In recent decades, the Greek-Roman theatre of Marina di Gioiosa Ionica has relived the glories of the past, serving as a stage at important musical and theatrical events, with big names of the Italian entertainment world. In this theatre there are two side entrances or “parodos” (this is also a Greek element) that gave access to the orchestra, through two vestibules surmounted by arches in masonry. Of these, after the collapse of the vaults, only fragments remain, supported by supports, recently fitted by restorers.
Originally the cavea was probably constituted by 20 half- circles and1200 seats. In the excavation campaign followed the discovery of the structure, two terracotta pots were discovered in the side niches, while in the left cavea an earthenware amphora was found with the opening looking toward the orchestra.
n the past, Torre del Cavallaro was known as Torre Borraca or Torre di Spina. The name is due to the fact that two vigilants on horseback, indeed the "cavallari", had to signal the possible approaching of barbaric gangs. Officially, the tower is regarded as a fortress of the XVI century, but according to some scholars its foundation goes back in fact to the Byzantine age, and is due to the work of a Greek strategist, General Nikephoros II Phokas, which in order to curb the outburst of Saracen hordes implemented a system of Coastal Towers along Calabria’s coast. The tower, of a cylindrical shape, tapered at its upper half, is made of ordinary masonry in lime and stones, in its construction incorporates material coming from the adjacent Greek-Roman theatre.
The lower part of the building is set on a talus, while the upper one, leaner, is provided with monumental relics; the two parts of the building are mutually separated by a stone moulding, with a round groove located at the height of the right half of the small fortress. Up in the crowning, merlons surrounded modillions, as shelves, as can be seen by the few advances that exist in the north-east side. Probably, the Tower was visual connected with similar defensive outposts of nearby coastal towns, such as the Torre dei Tamburi in Siderno, Torre Pizzofalcone of Rocca di Rupella and Torre di Camillari in Caulonia.

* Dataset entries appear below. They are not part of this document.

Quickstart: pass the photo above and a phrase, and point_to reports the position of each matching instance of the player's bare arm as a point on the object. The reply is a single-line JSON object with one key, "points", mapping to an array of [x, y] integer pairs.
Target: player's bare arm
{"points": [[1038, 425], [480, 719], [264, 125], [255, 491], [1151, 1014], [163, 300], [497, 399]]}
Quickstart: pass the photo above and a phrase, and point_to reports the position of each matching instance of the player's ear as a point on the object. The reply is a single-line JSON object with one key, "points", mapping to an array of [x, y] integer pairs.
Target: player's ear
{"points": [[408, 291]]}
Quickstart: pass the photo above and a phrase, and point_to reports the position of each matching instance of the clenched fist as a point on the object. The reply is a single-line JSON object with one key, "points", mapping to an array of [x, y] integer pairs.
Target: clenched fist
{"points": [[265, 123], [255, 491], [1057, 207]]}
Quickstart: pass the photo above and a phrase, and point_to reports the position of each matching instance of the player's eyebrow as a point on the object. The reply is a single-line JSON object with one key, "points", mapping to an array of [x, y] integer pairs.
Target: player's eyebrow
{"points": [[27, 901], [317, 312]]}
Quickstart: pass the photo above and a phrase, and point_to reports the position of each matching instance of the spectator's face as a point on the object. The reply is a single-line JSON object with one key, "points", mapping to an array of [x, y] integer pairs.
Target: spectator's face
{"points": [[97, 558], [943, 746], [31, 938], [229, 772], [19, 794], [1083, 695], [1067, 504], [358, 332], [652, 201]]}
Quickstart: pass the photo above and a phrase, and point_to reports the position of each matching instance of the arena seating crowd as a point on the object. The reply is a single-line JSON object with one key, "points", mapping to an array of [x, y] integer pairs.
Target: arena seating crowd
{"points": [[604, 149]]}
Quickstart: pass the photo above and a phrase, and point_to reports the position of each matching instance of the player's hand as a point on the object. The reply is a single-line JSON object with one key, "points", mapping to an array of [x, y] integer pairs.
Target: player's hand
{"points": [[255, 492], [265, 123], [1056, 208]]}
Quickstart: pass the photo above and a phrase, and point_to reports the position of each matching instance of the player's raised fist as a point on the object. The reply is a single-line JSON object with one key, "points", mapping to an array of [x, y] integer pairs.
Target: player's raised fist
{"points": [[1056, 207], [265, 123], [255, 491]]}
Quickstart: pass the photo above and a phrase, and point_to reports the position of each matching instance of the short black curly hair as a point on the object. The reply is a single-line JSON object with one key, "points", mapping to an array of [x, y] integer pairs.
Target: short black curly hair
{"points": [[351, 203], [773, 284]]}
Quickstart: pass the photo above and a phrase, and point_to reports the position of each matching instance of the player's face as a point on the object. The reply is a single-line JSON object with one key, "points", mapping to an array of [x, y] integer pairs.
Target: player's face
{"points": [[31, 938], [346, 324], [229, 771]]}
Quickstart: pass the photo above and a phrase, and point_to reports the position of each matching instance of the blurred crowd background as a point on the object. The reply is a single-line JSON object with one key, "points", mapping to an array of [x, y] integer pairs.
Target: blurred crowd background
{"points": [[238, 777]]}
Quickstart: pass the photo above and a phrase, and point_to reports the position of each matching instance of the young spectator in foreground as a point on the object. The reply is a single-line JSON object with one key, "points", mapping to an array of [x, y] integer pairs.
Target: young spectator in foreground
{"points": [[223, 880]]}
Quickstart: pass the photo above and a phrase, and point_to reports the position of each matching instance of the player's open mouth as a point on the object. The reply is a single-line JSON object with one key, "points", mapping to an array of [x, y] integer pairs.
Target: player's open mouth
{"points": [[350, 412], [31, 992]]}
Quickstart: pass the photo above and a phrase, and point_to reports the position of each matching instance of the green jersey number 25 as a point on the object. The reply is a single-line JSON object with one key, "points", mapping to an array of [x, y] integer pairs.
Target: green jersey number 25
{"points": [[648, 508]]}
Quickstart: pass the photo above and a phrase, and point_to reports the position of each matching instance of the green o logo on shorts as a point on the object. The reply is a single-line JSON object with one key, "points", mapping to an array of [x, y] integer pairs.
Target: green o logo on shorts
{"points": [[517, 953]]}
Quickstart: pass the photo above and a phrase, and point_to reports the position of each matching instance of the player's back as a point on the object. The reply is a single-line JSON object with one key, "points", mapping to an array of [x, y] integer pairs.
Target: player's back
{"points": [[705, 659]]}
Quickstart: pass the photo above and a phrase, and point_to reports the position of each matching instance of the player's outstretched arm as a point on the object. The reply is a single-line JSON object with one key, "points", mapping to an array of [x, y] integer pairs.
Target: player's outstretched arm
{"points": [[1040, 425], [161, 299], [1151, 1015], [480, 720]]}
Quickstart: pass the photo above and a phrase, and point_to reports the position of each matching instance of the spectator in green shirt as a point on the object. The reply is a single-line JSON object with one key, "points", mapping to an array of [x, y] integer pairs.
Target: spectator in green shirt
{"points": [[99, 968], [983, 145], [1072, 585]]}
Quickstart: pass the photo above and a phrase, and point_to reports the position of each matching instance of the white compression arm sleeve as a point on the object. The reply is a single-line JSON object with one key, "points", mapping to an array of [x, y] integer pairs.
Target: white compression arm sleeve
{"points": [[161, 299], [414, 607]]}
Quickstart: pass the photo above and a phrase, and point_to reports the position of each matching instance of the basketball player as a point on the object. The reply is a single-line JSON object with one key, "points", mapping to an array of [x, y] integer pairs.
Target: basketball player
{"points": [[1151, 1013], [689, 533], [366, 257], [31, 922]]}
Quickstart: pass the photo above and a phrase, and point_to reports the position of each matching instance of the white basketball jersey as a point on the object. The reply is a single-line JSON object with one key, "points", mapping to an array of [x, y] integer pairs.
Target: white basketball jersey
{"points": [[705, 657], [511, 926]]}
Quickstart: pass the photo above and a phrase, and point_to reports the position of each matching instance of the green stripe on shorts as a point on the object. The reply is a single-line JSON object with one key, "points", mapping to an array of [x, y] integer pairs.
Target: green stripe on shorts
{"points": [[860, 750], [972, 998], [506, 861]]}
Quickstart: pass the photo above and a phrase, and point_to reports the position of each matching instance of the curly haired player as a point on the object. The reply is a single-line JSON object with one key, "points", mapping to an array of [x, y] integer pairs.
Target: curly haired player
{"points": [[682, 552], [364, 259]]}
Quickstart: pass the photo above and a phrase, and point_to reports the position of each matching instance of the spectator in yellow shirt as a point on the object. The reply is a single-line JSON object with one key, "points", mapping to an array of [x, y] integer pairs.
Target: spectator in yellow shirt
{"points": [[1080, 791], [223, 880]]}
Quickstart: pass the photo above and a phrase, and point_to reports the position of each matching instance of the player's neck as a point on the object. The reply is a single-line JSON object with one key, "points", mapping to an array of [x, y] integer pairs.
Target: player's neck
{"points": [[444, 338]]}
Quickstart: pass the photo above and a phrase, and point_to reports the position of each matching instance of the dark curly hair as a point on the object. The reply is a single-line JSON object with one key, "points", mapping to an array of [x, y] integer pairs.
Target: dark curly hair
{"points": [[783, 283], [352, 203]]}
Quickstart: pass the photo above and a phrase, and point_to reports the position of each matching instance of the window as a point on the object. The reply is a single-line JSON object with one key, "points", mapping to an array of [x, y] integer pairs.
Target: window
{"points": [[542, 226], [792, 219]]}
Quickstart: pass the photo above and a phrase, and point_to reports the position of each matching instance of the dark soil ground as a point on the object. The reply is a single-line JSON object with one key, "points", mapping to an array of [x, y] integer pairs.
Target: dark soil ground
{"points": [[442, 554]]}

Torre Galea, in reality, should be called castello (castle) and is made up by a triptych of very high towers with bases on an escarpment, two of which with a circular floor-plan, then cylindrical and the third with a square floor-plan, provided with a drawbridge precisely in accordance with the traditional pattern of Castles.
The Tower is situated in the surroundings of the town of Marina di Gioiosa Ionica; a short distance from the Torre del Cavallaro, heading toward the old fief of Galea. The shape of the monument is unique in the entire region and is somewhat similar to the architectural blueprint of the Aragonese Castle of Gioiosa Ionica, and therefore, this has allowed to establish its historical role.
Over the course of time the building has undergone major renovations and was also the subject of restoration works by the Superintendence. Recently, the Tower was acquired by the architectural heritage of the town of Marina di Gioiosa Ionica.